Implementation Considerations

• Pre-training: Requires substantial computational resources. The paper reports pre-training BERT-Base on 4 Cloud TPUs (16 TPU chips total) took 4 days, while BERT-Large on 16 Cloud TPUs (64 TPU chips total) also took 4 days. Access to large, clean text corpora is essential.
• Fine-tuning: Relatively fast and feasible on standard hardware (e.g., a single modern GPU). Requires careful hyperparameter tuning, though the suggested ranges often work well.
• Model Availability: Google released pre-trained models (Base and Large, cased and uncased) and the TensorFlow implementation. Subsequently, ports and further pre-trained variants became widely available through libraries like Hugging Face's Transformers (PyTorch and TensorFlow).
• Maximum Sequence Length: Limited to 512 tokens due to the learned positional embeddings. Longer documents require truncation or segmentation strategies.
• [MASK] Token Discrepancy: The [MASK] token used during MLM pre-training is absent during fine-tuning, creating a potential mismatch. The 80/10/10 masking strategy aims to alleviate this.
• Static Masking: The original implementation used static masking (each training instance masked the same way across epochs).
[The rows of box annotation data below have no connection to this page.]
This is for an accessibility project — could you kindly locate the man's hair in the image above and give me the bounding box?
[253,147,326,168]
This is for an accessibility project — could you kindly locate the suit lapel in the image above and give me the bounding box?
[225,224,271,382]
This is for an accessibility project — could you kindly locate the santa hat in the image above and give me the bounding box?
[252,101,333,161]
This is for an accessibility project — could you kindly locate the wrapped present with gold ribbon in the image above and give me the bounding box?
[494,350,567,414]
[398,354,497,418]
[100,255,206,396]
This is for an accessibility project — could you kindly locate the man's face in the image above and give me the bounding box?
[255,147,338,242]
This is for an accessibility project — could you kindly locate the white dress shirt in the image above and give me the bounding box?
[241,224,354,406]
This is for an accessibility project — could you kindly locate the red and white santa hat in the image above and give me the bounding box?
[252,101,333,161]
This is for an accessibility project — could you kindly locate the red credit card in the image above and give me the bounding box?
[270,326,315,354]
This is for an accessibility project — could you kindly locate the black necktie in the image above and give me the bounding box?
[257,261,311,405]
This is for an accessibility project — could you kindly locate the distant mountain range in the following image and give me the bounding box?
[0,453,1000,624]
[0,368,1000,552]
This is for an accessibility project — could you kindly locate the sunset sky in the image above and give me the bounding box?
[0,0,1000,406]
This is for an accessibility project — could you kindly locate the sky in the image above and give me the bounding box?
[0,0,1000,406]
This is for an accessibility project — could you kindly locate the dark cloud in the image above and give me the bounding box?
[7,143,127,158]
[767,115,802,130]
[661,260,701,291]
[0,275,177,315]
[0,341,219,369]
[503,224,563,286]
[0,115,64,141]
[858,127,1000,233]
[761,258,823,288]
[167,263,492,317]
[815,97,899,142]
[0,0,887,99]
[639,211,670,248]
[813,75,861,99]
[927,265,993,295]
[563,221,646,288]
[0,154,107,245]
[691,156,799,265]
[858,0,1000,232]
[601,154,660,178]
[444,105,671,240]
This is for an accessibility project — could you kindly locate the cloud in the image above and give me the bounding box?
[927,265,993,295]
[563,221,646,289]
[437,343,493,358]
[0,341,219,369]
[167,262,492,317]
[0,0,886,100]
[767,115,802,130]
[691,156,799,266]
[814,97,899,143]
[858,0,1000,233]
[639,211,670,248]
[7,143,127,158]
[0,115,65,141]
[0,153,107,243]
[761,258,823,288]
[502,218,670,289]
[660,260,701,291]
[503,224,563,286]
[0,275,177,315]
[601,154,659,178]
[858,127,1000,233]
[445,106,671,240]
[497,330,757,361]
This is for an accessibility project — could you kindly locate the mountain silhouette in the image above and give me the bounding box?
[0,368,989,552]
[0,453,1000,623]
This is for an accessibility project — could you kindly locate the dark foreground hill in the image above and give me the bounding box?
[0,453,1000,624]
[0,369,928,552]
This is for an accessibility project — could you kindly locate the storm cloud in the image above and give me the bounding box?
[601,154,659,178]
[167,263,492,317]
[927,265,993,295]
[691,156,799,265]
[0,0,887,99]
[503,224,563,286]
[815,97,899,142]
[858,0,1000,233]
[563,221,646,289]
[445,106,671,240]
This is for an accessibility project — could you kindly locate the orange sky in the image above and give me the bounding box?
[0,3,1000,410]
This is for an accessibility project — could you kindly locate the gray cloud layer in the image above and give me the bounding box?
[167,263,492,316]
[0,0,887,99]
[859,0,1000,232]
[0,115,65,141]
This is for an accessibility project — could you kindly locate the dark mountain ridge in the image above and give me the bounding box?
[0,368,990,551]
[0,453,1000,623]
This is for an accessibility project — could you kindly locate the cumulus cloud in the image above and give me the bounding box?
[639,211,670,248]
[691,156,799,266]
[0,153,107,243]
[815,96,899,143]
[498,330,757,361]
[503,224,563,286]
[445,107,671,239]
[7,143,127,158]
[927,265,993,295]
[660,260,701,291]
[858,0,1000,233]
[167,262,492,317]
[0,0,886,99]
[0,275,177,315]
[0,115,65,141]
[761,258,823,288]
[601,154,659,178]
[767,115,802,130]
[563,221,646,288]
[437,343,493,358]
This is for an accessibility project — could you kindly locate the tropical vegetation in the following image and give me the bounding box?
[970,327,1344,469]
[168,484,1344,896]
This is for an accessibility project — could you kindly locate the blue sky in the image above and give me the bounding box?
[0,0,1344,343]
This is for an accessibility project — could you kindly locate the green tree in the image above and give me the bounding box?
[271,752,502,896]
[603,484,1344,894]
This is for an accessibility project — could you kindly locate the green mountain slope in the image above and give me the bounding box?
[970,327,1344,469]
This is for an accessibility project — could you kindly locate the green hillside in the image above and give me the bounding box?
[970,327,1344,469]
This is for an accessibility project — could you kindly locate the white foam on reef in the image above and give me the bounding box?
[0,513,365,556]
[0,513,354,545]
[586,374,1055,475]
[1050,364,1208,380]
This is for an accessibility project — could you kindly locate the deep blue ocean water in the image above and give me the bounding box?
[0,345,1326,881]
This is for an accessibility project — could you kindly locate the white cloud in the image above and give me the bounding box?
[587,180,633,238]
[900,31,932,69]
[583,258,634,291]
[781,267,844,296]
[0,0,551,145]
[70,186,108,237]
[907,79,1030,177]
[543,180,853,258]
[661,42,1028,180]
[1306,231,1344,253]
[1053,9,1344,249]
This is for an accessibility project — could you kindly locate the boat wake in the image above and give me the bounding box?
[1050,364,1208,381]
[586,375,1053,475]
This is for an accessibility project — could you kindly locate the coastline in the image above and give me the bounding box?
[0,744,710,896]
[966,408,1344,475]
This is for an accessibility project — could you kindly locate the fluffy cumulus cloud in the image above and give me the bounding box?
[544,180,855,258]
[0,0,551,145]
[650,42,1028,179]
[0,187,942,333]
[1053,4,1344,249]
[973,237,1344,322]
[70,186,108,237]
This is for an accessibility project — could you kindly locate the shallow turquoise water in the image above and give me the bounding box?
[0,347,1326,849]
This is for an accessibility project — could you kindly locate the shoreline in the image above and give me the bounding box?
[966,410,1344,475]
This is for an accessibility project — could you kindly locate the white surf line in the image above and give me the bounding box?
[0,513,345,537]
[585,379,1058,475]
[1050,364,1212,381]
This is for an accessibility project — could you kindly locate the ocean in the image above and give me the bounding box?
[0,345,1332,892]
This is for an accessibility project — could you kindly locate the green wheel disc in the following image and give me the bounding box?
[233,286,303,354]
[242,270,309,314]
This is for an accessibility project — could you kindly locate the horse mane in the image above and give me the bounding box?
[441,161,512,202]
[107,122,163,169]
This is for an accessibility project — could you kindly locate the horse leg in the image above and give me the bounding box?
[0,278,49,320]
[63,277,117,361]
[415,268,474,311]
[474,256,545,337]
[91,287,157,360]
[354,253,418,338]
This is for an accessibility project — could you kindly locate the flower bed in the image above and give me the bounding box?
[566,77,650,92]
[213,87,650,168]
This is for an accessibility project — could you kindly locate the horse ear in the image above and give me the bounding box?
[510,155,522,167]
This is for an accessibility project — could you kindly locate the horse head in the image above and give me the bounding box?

Dynamic masking (re-masking instances each epoch) was explored later and found beneficial.

Conclusion

BERT represented a significant advancement in transfer learning for NLP by effectively pre-training deep bidirectional representations using the Transformer architecture and the innovative Masked LLM objective. Its simple yet powerful fine-tuning paradigm allowed a single pre-trained model to achieve state-of-the-art results on a diverse set of downstream tasks with minimal task-specific modifications, paving the way for subsequent developments in large-scale pre-trained LLMs.